I felt that way for a long time. People didn't notice, I still felt as huge as I had been, and I felt even further from the end than I did in the beginning....which makes no sense at all.
I also had this weird way of thinking. I remember after having been well into my new diet, having lost like 40 pounds, and walking into a truck stop to use the restroom, and seeing other overweight people with handfuls of junk food waiting at the register. What poppped into my mind, was that at my weight, no one would think that I was in a different "place" than them. They would assume I was still eating massive quantities of food. So being "thinner" didn't really put me any closer to being thought of as a person who is working hard on weight loss and changing how I eat!

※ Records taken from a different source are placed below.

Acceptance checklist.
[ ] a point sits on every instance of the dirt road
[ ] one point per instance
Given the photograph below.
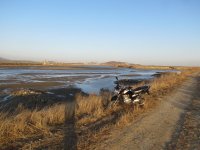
(158, 128)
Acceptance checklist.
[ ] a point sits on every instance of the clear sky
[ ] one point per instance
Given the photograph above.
(158, 32)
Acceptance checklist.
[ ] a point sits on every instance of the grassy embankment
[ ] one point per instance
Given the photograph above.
(25, 123)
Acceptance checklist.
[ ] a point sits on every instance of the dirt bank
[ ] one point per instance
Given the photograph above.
(157, 128)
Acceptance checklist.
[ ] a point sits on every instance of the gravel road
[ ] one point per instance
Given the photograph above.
(162, 127)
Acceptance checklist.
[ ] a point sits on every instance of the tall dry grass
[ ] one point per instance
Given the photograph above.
(25, 123)
(160, 87)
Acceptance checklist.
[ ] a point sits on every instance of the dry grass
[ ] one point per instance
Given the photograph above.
(25, 123)
(160, 87)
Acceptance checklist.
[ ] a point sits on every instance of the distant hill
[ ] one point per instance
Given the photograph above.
(3, 59)
(115, 63)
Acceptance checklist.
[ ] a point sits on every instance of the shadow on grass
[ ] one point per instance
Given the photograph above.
(70, 139)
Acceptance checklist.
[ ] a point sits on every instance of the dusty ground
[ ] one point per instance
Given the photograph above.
(174, 124)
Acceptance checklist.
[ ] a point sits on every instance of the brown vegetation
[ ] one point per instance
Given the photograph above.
(24, 123)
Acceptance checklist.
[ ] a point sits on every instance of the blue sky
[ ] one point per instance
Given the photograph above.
(160, 32)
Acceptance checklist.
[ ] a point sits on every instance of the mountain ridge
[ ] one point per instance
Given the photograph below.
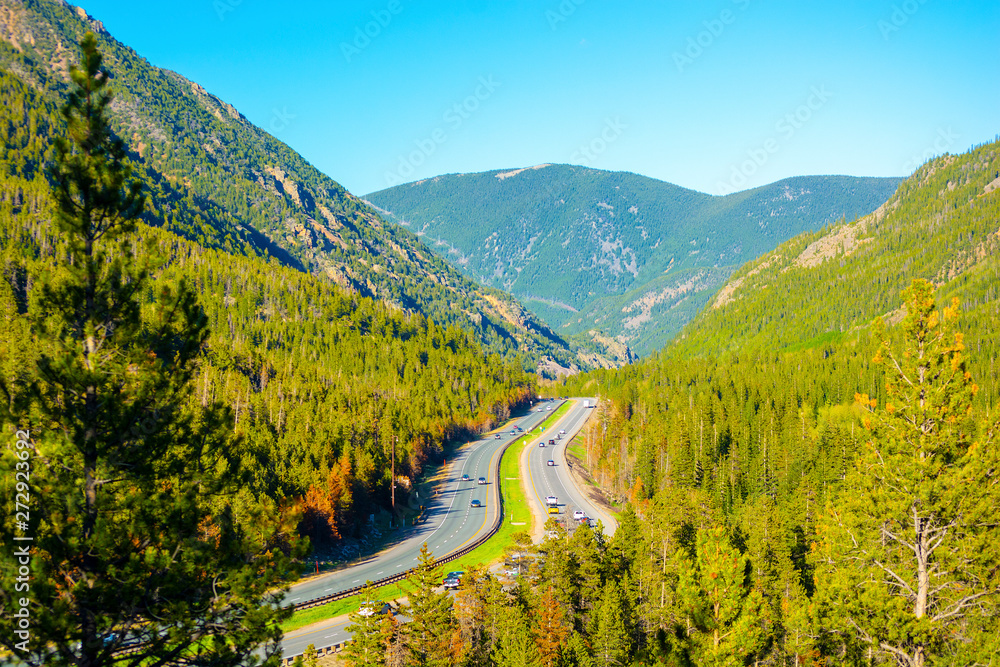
(566, 238)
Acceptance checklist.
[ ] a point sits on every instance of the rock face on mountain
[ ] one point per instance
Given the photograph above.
(942, 225)
(630, 255)
(221, 181)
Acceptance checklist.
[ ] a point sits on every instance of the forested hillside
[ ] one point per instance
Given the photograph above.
(224, 183)
(321, 380)
(789, 422)
(622, 253)
(940, 225)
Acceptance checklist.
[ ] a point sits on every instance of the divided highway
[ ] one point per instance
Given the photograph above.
(556, 480)
(451, 522)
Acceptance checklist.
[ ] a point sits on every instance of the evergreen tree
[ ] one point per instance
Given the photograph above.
(908, 553)
(429, 632)
(721, 611)
(551, 629)
(133, 541)
(612, 632)
(367, 647)
(515, 647)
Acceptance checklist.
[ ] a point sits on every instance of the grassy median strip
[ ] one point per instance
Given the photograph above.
(516, 511)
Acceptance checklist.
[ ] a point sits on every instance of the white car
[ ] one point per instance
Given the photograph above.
(373, 607)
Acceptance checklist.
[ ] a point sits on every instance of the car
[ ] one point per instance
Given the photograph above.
(373, 607)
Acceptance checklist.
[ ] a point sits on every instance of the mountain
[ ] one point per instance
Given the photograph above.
(630, 255)
(224, 183)
(318, 379)
(942, 224)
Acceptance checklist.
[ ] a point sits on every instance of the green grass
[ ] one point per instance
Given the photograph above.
(516, 510)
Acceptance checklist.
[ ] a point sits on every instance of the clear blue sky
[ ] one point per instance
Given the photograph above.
(712, 95)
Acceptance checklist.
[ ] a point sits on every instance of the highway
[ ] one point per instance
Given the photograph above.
(556, 480)
(451, 522)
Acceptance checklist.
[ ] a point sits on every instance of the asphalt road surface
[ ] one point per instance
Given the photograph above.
(556, 480)
(451, 523)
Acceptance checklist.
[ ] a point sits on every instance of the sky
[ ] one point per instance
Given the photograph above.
(717, 96)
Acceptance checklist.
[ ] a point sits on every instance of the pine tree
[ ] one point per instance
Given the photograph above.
(367, 646)
(515, 647)
(721, 611)
(429, 632)
(133, 541)
(612, 632)
(907, 560)
(551, 628)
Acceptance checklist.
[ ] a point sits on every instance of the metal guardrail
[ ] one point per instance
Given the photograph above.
(455, 555)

I then realized that there is a lag time in seeing ourselves as having lost weight and accepting the new things that it brings. Suddenly, things will dawn in my head, like, wow, I can clip my toenails! Or wow, I don't knock things off the table with my butt anymore! Theses are those victories we can't boast about in public, but they are just as important to us as it is to find we can fit into smaller clothing.
A really huge change for me was to try on my wedding dress and find it just hung on me! Most brides wish they could fit into their wedding dress again, I get to relish that it is too big!!!!
It will come for you too, and it will most likely be in weird ways you would not have even imagined. My mother still thinks I am hiding a terminal illness because I have lost weight. Sigh. The whole journey can get very strange indeed.